Microstructure Optimization of High Carbon Steels for Additive Manufacturing; Heat treatment and Interstitial Alloying

Additive manufacturing (AM) is becoming increasingly popular and undergoes rapid technological developments. Recently, there has been a drive towards the application of high carbon steels; such steels have hitherto been associated with significant difficulties due to, for example, extensive cracking during fabrication. Several specialized high carbon (and nitrogen) powders are now being offered commercially for AM. In the present contribution high carbon overspray powders from spray forming of steels are investigated. These powders are highly suitable for AM because of their spherical nature. The alloy (overspray) powders are produced from recycled scrap steel using green energy from a renewable energy source.

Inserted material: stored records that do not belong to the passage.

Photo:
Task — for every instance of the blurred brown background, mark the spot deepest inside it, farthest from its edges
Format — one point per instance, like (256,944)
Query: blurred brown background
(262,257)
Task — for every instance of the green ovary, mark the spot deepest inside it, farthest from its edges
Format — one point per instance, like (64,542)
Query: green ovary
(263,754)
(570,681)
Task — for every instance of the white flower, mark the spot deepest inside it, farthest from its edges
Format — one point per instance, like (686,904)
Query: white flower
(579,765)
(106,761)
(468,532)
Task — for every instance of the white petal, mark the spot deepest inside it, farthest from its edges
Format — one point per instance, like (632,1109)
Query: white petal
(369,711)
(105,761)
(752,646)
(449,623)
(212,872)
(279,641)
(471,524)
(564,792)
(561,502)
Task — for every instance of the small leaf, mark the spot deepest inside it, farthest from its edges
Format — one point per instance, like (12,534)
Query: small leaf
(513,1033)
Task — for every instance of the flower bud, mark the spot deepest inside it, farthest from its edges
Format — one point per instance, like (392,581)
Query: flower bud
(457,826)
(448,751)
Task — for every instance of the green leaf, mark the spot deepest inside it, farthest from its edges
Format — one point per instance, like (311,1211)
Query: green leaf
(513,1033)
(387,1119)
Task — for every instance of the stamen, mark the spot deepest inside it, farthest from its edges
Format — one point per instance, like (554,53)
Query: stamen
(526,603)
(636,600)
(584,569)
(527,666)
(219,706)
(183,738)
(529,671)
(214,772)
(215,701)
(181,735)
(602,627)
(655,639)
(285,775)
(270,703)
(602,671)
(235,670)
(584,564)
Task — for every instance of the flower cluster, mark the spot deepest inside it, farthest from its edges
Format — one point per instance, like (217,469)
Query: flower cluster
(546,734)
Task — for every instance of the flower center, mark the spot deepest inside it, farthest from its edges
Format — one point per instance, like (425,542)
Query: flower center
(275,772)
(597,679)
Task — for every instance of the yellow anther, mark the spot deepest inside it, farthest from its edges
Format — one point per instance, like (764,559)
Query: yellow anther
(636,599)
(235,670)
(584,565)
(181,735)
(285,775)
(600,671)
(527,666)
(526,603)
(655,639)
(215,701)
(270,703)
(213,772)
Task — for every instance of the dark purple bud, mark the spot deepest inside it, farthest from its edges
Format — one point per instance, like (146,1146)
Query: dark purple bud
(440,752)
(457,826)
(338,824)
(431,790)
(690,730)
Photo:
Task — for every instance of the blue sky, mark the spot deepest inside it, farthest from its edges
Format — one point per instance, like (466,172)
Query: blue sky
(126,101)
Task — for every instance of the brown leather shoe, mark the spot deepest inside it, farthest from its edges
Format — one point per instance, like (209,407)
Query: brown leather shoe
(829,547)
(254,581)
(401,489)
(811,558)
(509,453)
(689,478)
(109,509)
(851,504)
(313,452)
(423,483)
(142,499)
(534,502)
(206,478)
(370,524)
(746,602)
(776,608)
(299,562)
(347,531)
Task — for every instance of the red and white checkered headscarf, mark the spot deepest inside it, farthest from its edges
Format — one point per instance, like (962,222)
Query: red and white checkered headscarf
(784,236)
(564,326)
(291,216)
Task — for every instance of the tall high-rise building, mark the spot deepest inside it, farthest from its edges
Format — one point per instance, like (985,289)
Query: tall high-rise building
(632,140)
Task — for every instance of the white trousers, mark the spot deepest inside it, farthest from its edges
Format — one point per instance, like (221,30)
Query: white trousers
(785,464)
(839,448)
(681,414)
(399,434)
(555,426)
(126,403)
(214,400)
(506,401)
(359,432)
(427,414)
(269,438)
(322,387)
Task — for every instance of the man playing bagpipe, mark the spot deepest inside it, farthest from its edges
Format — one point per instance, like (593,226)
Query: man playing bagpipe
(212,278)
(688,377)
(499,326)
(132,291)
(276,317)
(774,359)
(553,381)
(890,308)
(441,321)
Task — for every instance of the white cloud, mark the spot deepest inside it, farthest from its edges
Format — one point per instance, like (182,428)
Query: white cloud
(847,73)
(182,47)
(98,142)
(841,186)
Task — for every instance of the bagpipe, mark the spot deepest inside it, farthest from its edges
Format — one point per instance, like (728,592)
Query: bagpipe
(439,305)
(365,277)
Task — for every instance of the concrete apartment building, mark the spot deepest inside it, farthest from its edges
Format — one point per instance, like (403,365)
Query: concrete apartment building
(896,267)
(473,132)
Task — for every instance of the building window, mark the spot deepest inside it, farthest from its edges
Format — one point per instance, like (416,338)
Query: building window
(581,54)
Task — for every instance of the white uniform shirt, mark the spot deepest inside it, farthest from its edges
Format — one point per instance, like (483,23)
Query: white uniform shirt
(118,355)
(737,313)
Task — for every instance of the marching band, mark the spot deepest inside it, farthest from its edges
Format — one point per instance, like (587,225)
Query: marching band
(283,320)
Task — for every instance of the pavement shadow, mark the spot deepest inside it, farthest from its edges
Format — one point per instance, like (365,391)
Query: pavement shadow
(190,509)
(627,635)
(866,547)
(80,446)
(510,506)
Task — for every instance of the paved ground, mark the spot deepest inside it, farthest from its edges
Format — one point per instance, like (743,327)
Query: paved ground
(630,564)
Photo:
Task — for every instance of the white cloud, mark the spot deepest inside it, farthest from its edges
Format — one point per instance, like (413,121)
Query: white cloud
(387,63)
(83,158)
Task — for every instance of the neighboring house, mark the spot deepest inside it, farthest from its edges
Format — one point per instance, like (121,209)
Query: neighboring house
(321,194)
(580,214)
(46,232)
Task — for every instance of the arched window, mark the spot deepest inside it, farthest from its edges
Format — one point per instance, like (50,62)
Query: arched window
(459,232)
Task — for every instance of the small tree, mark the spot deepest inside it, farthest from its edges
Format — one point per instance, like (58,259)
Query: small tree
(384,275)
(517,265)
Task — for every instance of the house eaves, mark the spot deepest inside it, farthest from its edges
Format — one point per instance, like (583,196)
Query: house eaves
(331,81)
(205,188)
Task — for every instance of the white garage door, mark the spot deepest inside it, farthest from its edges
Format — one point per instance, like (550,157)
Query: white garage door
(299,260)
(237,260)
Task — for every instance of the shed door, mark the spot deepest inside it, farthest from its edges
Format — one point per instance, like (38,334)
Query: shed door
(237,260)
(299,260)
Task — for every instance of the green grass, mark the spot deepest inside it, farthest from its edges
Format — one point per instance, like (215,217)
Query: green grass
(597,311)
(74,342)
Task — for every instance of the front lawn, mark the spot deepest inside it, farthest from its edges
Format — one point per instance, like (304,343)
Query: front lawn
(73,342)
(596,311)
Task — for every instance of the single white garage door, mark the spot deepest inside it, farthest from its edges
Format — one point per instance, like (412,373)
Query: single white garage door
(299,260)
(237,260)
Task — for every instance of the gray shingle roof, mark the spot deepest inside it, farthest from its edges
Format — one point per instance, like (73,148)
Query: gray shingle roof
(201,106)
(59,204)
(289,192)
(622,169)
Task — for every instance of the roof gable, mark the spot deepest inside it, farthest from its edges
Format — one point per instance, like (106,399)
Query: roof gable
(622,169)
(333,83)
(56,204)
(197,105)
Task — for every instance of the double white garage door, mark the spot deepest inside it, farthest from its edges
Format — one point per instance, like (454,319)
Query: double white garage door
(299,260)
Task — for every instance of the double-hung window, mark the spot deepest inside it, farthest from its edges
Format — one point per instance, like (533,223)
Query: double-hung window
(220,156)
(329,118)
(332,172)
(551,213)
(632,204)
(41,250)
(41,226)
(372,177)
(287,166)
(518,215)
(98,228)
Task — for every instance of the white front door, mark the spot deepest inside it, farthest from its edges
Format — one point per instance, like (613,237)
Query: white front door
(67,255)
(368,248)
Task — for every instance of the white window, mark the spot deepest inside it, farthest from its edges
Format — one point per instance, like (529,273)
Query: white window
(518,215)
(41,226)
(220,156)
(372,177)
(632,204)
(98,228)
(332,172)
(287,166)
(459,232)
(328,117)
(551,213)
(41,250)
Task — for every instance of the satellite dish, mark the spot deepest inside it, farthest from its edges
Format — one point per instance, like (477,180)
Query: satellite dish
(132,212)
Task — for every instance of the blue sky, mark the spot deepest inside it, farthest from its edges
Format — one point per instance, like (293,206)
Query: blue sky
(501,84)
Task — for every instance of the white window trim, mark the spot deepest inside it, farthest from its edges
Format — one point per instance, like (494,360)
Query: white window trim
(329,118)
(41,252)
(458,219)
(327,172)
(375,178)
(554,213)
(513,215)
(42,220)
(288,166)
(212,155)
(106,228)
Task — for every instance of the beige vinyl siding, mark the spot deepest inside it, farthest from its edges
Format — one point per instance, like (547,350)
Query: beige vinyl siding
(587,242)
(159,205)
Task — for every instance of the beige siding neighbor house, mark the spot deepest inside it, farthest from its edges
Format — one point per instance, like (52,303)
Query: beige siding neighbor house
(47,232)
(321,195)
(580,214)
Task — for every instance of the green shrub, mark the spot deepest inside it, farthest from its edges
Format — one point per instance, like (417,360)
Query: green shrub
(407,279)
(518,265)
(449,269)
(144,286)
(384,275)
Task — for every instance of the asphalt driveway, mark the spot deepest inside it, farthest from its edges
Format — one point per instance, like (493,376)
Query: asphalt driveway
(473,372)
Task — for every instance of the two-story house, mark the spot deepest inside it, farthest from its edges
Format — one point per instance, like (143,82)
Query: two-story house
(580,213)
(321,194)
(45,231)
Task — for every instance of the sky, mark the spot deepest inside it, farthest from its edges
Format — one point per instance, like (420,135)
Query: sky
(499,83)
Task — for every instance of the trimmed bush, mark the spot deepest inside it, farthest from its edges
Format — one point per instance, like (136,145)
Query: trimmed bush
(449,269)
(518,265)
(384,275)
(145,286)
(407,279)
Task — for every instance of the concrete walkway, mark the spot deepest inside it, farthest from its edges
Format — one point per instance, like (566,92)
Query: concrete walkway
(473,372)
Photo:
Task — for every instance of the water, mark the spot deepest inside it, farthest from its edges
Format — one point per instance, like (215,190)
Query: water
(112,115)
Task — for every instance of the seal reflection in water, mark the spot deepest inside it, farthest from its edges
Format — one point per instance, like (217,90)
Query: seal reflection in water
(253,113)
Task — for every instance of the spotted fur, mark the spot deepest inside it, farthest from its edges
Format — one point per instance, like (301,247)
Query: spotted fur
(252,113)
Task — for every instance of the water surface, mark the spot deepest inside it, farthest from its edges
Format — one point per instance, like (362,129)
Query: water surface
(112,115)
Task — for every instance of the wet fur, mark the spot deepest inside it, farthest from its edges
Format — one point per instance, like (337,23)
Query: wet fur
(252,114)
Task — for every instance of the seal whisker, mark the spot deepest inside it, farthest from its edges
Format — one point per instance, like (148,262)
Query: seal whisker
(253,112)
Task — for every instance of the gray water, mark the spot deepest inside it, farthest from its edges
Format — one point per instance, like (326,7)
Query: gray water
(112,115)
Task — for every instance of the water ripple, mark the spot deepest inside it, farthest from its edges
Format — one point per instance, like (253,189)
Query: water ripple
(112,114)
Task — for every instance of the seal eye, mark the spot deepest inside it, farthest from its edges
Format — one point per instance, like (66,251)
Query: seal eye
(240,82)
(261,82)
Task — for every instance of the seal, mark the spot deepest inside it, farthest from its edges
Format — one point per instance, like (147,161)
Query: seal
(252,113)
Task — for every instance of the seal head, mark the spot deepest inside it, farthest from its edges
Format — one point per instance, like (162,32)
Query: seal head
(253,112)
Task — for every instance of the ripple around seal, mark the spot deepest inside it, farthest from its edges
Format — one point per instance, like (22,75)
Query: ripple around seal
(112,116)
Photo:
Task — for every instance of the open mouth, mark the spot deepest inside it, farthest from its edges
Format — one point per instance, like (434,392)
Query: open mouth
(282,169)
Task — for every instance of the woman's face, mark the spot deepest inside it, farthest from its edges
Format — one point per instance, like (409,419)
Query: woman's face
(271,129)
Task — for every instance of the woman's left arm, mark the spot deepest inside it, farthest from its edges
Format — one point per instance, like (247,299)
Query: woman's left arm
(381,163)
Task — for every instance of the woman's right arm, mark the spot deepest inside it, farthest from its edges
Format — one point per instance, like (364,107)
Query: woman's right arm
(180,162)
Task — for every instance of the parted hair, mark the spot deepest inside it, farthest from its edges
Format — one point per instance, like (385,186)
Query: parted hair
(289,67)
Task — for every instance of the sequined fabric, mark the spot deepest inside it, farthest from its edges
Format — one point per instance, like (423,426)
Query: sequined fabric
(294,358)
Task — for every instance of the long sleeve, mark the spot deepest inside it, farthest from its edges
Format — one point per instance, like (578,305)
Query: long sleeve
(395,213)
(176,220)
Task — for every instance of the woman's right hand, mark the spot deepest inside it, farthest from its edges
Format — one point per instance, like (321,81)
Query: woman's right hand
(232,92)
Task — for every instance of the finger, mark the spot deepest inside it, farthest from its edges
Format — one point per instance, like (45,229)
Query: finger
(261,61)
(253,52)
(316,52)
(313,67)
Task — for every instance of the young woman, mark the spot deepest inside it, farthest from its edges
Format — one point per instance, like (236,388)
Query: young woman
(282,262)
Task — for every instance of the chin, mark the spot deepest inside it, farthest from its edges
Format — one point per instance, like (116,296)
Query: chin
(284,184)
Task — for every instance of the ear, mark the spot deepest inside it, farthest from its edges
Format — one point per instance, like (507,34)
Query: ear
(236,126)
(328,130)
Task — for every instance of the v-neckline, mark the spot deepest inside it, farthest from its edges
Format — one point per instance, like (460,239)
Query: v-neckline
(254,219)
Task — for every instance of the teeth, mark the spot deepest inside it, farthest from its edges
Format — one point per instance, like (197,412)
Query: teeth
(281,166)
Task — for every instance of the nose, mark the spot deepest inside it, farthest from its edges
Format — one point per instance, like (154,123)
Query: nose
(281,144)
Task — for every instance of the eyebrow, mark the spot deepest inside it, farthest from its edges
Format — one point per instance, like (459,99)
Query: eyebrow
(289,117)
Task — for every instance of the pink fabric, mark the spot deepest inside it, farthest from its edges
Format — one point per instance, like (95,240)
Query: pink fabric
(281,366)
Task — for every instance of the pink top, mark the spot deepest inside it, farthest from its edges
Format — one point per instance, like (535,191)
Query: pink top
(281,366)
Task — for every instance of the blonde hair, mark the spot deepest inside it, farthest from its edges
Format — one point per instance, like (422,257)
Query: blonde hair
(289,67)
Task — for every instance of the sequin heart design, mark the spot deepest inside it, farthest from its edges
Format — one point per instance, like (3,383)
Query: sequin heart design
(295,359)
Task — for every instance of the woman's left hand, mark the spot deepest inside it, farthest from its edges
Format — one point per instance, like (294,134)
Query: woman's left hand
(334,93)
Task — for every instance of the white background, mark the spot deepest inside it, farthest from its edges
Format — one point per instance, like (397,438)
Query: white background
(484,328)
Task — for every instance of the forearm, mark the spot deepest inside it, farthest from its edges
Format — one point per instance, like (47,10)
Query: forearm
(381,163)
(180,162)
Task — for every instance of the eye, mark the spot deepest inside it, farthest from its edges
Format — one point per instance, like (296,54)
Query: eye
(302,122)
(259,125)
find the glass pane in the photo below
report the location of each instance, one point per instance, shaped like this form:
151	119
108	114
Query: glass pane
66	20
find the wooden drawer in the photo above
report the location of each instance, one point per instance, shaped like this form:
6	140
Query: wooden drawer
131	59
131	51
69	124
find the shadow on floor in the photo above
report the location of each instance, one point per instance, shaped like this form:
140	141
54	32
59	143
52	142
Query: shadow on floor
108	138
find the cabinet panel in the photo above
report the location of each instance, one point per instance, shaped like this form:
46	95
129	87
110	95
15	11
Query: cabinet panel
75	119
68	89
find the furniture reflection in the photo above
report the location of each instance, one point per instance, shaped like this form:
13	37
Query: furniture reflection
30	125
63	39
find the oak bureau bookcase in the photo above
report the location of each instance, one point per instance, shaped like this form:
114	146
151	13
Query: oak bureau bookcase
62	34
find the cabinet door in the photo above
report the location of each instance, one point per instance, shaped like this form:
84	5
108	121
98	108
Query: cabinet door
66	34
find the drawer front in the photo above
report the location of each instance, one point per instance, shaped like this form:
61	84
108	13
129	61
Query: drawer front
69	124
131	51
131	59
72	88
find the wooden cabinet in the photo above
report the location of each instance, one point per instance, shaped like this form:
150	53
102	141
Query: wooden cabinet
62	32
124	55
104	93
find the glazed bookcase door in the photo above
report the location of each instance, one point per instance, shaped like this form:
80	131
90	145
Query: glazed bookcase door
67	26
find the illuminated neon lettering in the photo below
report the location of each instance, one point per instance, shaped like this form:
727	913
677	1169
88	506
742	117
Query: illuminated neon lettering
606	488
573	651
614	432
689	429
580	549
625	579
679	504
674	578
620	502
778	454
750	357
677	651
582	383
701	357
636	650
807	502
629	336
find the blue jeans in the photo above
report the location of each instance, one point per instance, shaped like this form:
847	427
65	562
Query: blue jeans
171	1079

The alloy powders investigated are stainless steel 440C, hot-work H13, high speed tool steel T15 and D2 cold work steel. The work focuses on the heat treatment response of these generically different special materials. The thermal behavior (heat treatment) is systematically investigated in a thermal analyzer combining calorimetry and thermogravimetry. Moreover, interstitial “alloying” with nitrogen of the 440C and D2 is performed in-situ in the analyzer by high temperature gaseous nitriding to reveal the influence of the addition of nitrogen on the thermal behavior. Additionally, light optical microscopy and X-ray diffraction analysis are used for characterization.